2. Preparation of the mouse embryonic fibroblast (MEF) as feeder cells for ESC

  1. Sacrifice 8-10-week-old pregnant ICR female mice (14.5 days postcoitum) by cervical dislocation. Wipe the abdomen well by using 70% (v/v) ethanol for sterilization, cut the abdomen using orbital scissors and forceps, and recover the fetus-containing uterus.
  2. Place the uterus into a 100 mm dish containing 10 mL of phosphate bovine serum (PBS) containing 100 U/mL penicillin and 100 µg/mL streptomycin. Remove the placentas and extraembryonic tissues from the fetuses using orbital scissors and forceps. Mince the fetuses using orbital scissors and transfer the PBS solution containing the minced fetal cells to a 50 mL conical tube.
  3. Centrifuge at 280 x g for 5 min at 4 °C and discard the supernatant by aspiration. Add 10 mL of 0.25% (w/v) trypsin-EDTA solution, mix well by pipetting, and then incubate for 10 min at 37 °C using a water bath for trypsin digestion.
  4. Add 20 mL of MEF medium (DMEM containing 10% (v/v) fetal bovine serum, 100 U/mL penicillin, and 100 µg/mL streptomycin) to stop the enzymatic reaction, mix well by gentle inversion, and centrifuge at 280 x g for 5 min at 4 °C. Discard the supernatant by aspiration, add 10 mL of MEF medium, and mix well by pipetting.
  5. Seed the cell suspension in several new 100 mm dishes (prepare the same number of dishes as the number of fetuses with 10 mL of MEF medium for one 100 mm dish).

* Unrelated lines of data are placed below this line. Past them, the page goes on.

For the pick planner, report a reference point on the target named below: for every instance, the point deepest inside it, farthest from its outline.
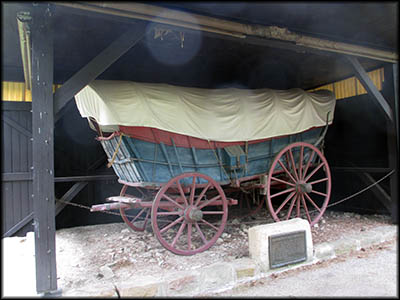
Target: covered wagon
(178, 150)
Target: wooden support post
(43, 150)
(391, 89)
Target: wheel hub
(304, 187)
(193, 214)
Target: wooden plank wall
(16, 166)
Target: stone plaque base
(287, 248)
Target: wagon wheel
(135, 218)
(305, 185)
(196, 220)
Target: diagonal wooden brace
(369, 85)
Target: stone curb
(223, 276)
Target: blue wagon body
(146, 163)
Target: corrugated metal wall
(16, 189)
(351, 87)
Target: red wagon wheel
(304, 186)
(135, 218)
(185, 218)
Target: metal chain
(330, 205)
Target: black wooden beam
(43, 150)
(95, 67)
(17, 176)
(86, 178)
(361, 169)
(69, 195)
(16, 126)
(378, 191)
(362, 75)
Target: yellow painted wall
(16, 91)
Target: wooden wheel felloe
(185, 218)
(299, 183)
(135, 218)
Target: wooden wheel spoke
(201, 233)
(306, 208)
(165, 228)
(202, 194)
(286, 171)
(319, 180)
(308, 163)
(284, 202)
(293, 164)
(291, 207)
(179, 233)
(169, 213)
(192, 190)
(298, 206)
(181, 192)
(282, 181)
(209, 201)
(219, 212)
(172, 201)
(283, 192)
(313, 172)
(138, 215)
(301, 161)
(319, 193)
(189, 236)
(312, 202)
(209, 224)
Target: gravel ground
(372, 272)
(91, 256)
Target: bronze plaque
(287, 248)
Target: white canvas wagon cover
(228, 114)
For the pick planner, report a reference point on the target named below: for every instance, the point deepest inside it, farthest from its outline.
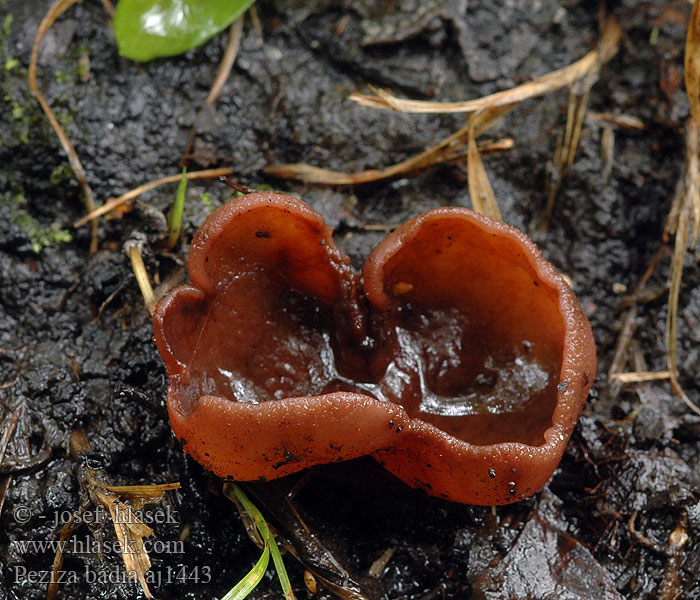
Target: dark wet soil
(75, 339)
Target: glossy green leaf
(148, 29)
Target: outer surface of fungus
(460, 360)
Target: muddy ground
(75, 338)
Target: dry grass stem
(622, 121)
(480, 190)
(684, 209)
(538, 86)
(565, 150)
(113, 203)
(56, 10)
(142, 278)
(449, 150)
(641, 376)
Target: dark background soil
(68, 360)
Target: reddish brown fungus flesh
(459, 358)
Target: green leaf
(148, 29)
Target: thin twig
(58, 8)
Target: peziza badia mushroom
(459, 359)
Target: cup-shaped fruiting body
(459, 359)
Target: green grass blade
(251, 579)
(175, 220)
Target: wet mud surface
(76, 347)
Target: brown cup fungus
(459, 358)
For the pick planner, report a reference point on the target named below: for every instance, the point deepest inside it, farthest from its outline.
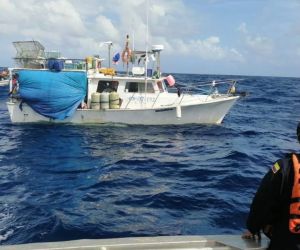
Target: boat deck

Change the medium 4 to 5 h post-seeding to remove unattached cells and let the attached MEF grow. Passage the cells when they reach ~80% confluency using trypsin.
  6. Place the culture dishes containing the proliferating MEF in MEF medium, approximately 12-15 days post-seeding, in an X-ray irradiating device. Expose the MEF with a 50 Gy X-ray (total) to halt the cell cycle according to the manufacturer's instruction.
  7. Trypsinize the irradiated MEF by adding 2 mL of 0.25% trypsin-EDTA for one 100 mm dish for 5 min at 37 °C, then add 4 mL of MEF medium to stop trypsin digestion and collect the cell suspension in a new 50 mL tube.
  8. Wash the MEF with a fresh MEF medium by centrifugation at 280 x g for 5 min at 4 °C, count the number of cells using a cell counter with trypan blue staining, and freeze them at 1.6 x 106 cells/tube in a cell-freezing medium. Store until use; cells can be stably stored in liquid nitrogen for several years.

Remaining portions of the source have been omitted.